There is such a badge. It is called "the gambler", and a few folks have it.

Cheers ..... Charles


----------



## GrayWolf (May 14, 2012)

Treefork, my friend....that was some top notch shooting before the successful shot. Congrats!!! :bowdown: :bowdown:

You weren't kidding when you said you had ideas for another shot.

There is quickly becoming no limits to what you can do.

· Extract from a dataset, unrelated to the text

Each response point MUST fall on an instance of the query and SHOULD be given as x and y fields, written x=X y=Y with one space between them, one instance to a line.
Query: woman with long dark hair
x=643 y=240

Keep raising the bar and keep after it.

Todd


----------



## One Shot-Corey (Nov 17, 2012)

holly dang i would never of thought some of the stuff u guys do would of been possible i can barely hit a can at 10 m i have a long way to go congrats treefork i hope to be able to shoot like that some day


----------



## Individual (Nov 6, 2013)

So you can light a match and split a card thats spinning...
Yet i'm still to get a clean cut? :bowdown: :bowdown: :bowdown:


----------



## Flatband (Dec 18, 2009)

Man Marty, you are just nailing everything!!!!! That is one tough shot.You gonna be something to deal with at the shoot!!!!!!!!


----------



## Can-Opener (May 11, 2013)

WoW! :bowdown: :bowdown: :bowdown: :bowdown: :bowdown: :bowdown: Amazing shot!
Way To Go! :bowdown: :bowdown: :bowdown:
You are the MAN! :bowdown:

Congrautlations!!!!


----------



## Lacumo (Aug 18, 2013)

Charles said:


> Lacumo said:
> 
> 
> > Excellent! There isn't much left to do after you cut a card and light a match with the same shot!
> ...


Wow--my ignorance again speaks for itself! My shooting is still at a level where I'm happy when I don't hit the fork or my hand and hitting the face of a card is a major event, so I haven't researched the SSF shooting badges yet. Maybe in my next life (?)...


----------



## rockslinger (Nov 16, 2010)

Nice shooting!!


----------



## Individual (Nov 6, 2013)

Lacumo said:


> Charles said:
> 
> 
> > Lacumo said:
> ...


Your next life as a squirrel.

Sure


----------



## Charles (Aug 26, 2010)

Lacumo said:


> Charles said:
> 
> 
> > Lacumo said:
> ...


Many of the badges are not as challenging as the gambler. With some practice, I am sure you will surprise yourself at how good you can get. Just resolve to put in a little time shooting every day, and before long you too will be collecting badges.

Cheers ..... Charles


----------



## treefork (Feb 1, 2010)

Thank you for the kind words guys. I really got my inspiration from Bill Hays. I really enjoy the feeling of a good shot. It's hard to put into words. Every thing is right at that split second. The body is doing exactly what the brain is calling for. Shooting has really been a growing experience. Every body should shoot. I have a lot to learn and master yet. I have bad days and moments of shooting. I never give up. I walk away, regroup and come back. When I miss see it as a slight error that needs correction. This video illustrates that. I knew I would get it so I kept rolling. I think I may try this with a blow gun. May be tough to get a light and cut simultaneously but I'm seeing the possibilities.


----------



## M.J (Nov 1, 2010)

That's just nuts!


----------